The 2016 Football West season was the third season under the new competition format in Western Australia. The overall premier for the new structure – Perth – qualified for the National Premier Leagues finals series, competing with the other Federation champions in a final knockout tournament to decide the National Premier Leagues Champion for 2016.

Pre-season changes

League tables

2016 National Premier Leagues WA

The 2016 National Premier Leagues WA season was played over 22 rounds commencing 19 March 2016, followed by the return of a Top 4 Finals series. Despite the flagged return of a promotion/relegation system for the bottom team, it was determined after the season ended that no State League Division One club met all the criteria for promotion, and that the teams in the 2017 season would remain unchanged. This decision was changed 3 weeks later, with Football West stating that both Joondalup United and Mandurah City would be promoted, and their overall promotion criteria would be reviewed.

Finals

2016 WA State League Division 1

The 2016 WA State League Division 1 Season was the second tier domestic football competition in Western Australia. It was decided after the season ended that  no club met all the criteria for promotion to the NPL for the following season, but that decision was reversed three weeks later.

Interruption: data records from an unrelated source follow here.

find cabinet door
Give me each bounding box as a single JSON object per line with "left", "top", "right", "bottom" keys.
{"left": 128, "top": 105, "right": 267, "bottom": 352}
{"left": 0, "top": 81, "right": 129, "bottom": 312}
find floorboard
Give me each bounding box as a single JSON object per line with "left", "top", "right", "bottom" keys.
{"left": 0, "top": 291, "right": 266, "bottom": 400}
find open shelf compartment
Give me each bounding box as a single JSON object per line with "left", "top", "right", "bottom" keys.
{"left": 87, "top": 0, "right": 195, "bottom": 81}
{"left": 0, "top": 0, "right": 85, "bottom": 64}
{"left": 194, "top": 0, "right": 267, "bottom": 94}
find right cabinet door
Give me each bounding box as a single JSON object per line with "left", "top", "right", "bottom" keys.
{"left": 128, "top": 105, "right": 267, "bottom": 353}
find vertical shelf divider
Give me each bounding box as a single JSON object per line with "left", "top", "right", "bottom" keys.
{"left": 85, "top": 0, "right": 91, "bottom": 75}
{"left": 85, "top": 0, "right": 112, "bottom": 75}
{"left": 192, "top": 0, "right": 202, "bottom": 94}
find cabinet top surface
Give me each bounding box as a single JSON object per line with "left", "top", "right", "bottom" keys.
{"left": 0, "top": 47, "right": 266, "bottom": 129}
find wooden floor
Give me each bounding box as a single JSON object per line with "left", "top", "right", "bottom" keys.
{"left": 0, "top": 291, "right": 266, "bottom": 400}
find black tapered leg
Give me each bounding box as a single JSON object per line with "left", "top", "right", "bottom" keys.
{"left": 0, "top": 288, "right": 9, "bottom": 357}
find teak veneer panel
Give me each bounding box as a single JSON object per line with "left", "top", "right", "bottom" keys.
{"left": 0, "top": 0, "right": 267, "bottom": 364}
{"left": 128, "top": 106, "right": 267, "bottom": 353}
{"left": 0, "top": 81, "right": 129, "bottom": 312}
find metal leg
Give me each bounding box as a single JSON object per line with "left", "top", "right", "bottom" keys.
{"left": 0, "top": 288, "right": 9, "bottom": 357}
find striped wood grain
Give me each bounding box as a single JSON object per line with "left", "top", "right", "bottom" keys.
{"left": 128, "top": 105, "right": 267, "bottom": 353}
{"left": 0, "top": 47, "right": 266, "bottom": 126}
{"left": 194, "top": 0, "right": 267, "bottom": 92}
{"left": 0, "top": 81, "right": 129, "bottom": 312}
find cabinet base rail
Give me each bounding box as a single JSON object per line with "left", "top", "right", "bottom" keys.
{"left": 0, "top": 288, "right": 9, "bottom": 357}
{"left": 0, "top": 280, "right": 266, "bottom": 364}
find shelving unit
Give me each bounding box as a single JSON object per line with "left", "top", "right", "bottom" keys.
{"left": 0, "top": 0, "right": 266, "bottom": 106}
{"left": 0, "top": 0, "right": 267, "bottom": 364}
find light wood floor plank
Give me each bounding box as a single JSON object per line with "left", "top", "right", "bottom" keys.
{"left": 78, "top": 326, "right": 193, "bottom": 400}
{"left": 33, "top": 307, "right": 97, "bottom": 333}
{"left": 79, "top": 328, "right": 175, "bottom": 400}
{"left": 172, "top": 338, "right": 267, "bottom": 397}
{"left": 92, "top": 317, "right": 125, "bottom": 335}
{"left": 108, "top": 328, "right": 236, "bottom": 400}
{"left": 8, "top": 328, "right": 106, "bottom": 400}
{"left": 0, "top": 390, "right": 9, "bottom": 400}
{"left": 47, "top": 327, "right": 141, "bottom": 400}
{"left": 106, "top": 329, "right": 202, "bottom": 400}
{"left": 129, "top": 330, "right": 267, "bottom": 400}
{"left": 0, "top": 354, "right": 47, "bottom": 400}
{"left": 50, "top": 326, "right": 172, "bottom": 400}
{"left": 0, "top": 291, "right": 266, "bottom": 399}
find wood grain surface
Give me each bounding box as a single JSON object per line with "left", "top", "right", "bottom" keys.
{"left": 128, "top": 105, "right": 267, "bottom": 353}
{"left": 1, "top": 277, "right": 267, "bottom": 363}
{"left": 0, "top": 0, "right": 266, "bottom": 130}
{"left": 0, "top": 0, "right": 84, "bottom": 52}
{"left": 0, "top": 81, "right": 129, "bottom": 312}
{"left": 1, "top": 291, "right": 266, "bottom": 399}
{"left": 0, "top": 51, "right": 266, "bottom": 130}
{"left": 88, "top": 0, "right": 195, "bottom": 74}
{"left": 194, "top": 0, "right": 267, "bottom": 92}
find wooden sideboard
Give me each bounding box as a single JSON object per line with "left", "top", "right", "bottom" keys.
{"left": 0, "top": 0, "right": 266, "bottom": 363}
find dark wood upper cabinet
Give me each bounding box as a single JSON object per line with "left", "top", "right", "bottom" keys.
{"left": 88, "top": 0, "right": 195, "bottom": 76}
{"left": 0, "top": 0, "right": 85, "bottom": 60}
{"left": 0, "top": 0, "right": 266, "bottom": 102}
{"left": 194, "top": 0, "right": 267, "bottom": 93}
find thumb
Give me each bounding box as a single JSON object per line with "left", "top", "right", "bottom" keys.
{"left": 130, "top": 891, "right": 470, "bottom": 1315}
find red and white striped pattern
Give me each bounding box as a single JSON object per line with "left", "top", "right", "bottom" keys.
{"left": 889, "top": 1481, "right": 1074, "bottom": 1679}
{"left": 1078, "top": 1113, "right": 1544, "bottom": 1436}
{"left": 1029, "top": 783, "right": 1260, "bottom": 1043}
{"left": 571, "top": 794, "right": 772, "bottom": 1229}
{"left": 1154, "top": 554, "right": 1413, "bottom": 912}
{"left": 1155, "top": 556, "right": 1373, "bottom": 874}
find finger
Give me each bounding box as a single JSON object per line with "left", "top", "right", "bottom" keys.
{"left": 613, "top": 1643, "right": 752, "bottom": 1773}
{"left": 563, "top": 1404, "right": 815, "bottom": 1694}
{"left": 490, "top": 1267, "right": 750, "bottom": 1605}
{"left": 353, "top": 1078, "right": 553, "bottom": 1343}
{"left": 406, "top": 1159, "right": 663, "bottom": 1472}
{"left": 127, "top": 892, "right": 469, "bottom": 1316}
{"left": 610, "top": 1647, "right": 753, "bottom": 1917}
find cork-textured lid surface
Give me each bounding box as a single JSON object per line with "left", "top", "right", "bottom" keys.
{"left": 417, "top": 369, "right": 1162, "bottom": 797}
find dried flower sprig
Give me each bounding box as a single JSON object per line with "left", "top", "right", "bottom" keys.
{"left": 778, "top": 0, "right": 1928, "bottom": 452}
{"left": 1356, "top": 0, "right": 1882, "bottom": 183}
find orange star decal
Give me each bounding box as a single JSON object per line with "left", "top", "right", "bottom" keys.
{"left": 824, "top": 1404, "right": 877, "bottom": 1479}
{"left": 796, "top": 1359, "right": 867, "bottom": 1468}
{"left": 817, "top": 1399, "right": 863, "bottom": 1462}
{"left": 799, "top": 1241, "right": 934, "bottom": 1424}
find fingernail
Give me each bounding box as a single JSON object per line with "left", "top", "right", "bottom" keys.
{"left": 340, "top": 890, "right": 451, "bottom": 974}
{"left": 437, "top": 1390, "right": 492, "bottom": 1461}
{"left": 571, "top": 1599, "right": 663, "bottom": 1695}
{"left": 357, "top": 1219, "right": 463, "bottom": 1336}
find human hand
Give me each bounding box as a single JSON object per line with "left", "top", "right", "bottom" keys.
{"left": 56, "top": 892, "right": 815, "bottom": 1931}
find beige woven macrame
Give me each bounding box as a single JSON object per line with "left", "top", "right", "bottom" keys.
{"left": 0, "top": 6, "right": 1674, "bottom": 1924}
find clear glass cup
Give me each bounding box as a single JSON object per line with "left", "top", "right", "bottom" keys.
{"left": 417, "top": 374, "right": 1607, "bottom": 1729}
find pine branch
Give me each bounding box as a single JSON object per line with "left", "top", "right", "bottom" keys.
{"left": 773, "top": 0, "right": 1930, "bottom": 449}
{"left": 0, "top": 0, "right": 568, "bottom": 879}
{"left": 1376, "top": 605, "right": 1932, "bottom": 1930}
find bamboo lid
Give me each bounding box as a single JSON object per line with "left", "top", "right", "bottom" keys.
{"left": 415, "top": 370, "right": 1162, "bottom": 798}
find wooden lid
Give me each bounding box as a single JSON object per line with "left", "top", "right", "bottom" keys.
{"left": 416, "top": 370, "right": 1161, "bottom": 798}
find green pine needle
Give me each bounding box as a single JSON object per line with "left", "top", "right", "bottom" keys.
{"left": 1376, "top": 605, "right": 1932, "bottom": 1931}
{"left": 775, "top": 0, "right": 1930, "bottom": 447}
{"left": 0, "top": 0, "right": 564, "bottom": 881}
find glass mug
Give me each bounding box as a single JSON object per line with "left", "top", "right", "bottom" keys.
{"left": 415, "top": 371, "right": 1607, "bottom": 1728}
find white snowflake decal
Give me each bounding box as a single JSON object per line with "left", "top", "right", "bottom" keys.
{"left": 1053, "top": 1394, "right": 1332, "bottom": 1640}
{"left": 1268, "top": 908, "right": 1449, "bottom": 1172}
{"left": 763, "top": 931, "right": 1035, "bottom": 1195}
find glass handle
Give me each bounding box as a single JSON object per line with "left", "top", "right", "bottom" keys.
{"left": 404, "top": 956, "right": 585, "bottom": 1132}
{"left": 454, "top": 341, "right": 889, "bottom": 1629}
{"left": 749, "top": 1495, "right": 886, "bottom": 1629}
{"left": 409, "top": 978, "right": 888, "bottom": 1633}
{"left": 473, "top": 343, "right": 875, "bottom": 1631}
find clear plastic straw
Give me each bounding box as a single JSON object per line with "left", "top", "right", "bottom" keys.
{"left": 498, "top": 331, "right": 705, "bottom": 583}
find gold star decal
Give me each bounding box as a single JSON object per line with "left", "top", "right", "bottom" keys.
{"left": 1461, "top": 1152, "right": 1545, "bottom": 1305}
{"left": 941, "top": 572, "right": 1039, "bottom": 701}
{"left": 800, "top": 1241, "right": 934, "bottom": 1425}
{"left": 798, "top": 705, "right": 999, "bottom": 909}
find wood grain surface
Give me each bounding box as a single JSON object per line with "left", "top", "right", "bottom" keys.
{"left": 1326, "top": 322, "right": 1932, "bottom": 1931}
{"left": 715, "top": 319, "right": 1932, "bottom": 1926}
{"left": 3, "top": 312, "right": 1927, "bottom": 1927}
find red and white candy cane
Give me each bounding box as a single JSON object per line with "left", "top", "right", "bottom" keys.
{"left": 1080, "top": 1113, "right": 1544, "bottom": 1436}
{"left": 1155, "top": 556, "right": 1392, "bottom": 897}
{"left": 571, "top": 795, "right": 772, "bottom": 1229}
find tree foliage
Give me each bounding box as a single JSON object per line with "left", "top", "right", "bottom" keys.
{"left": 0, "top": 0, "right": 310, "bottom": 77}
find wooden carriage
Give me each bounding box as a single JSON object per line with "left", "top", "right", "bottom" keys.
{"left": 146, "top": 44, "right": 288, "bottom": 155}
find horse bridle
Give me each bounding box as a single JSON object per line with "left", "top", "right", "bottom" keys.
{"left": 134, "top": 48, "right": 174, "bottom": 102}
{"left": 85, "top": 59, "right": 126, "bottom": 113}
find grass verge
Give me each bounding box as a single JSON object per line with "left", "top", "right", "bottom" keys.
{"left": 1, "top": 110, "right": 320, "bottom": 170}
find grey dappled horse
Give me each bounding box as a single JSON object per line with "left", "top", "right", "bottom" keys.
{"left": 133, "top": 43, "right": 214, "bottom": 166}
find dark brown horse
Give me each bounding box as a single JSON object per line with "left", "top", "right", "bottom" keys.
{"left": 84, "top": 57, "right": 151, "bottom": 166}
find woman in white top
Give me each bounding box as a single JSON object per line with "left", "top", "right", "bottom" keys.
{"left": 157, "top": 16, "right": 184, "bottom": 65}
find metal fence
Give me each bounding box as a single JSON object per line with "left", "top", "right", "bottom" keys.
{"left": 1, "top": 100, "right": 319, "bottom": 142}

Promotion/relegation play-off

Dianella wins 4–2 on aggregate, and stays in Division 1 in 2017.

2016 WA State League Division 2

The 2016 WA State League Division 2 Season was the third tier domestic football competition in Western Australia. The top team at the end of the year is promoted to the 2017 WA State League Division 1, with the second team qualifying to a promotion/relegation playoff.

2016 Women's State League Premier Division

The highest tier domestic football competition in Western Australia is known as the BankWest Women's State League Premier Division for sponsorship reasons.  The 8 teams play each other three times, for a total of 21 rounds, and with a promotion/relegation system for the bottom team with the State League Division 1.

2016 Cool Ridge Cup

Western Australian soccer clubs competed in 2016 for the Football West State Cup, known that year as the Cool Ridge Cup for sponsorship reasons. Clubs entered from the National Premier Leagues WA, the two divisions of the State League, a limited number of teams from various divisions of the 2016 Sunday League competition, and from regional teams invited from the South West, Goldfields, Great Southern and Midwest regions.

This knockout competition was won by Floreat Athena, their 6th title.

The competition also served as the Western Australian Preliminary rounds for the 2016 FFA Cup. In addition to the A-League club Perth Glory, the two finalists – Cockburn City and Floreat Athena – qualified for the final rounds of the 2016 FFA Cup, entering at the Round of 32.